Comment by Tony Li — February 9, 2011 @ 7:54 pm
Tony,
These values are straight from ping without any modification, so they’ll include the time it takes to get to/from the copper as well as the time spent on the remote machine identifying the packet and responding to it. Do you have any suggestions on how to calculate that?
Our main goal was a comparison between our servers instead of absolute times. We assumed that the turnaround time at each server would be constant so it’s easy to ignore in our comparison.

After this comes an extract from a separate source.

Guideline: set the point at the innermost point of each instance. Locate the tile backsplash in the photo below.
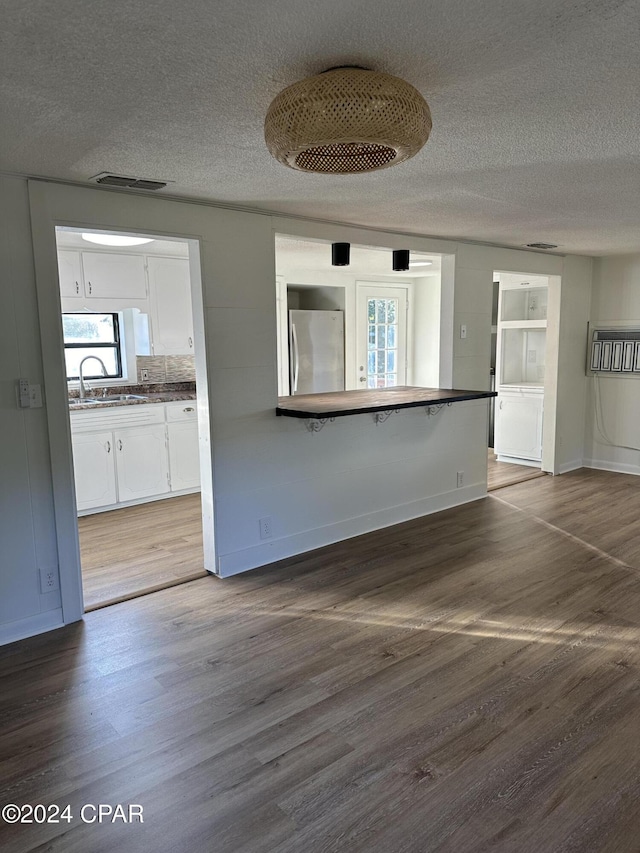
(167, 368)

Comment by Will Roberts — February 9, 2011 @ 8:14 pm
Reminds of the story of the 500 mile email.
http://www.ibiblio.org/harris/500milemail.html
Comment by Andy Delcambre — February 10, 2011 @ 1:11 am
The reason for the transatlantic path is because peering always takes precedence over transit. We peer with packet exchange at the LINX in London, but do not have a session with them at Ashburn. I have raised this with them to attempt to setup a session at Ashburn as well so that the north-american traffic to that destination exits via Baltimore.
Comment by Leland — February 10, 2011 @ 6:39 am
The other thing to take into account is that ICMP is typically downgraded in priority in routers. You may want to try a custom UDP packet based test or to-the-metal TCP implementation (so you can track retries).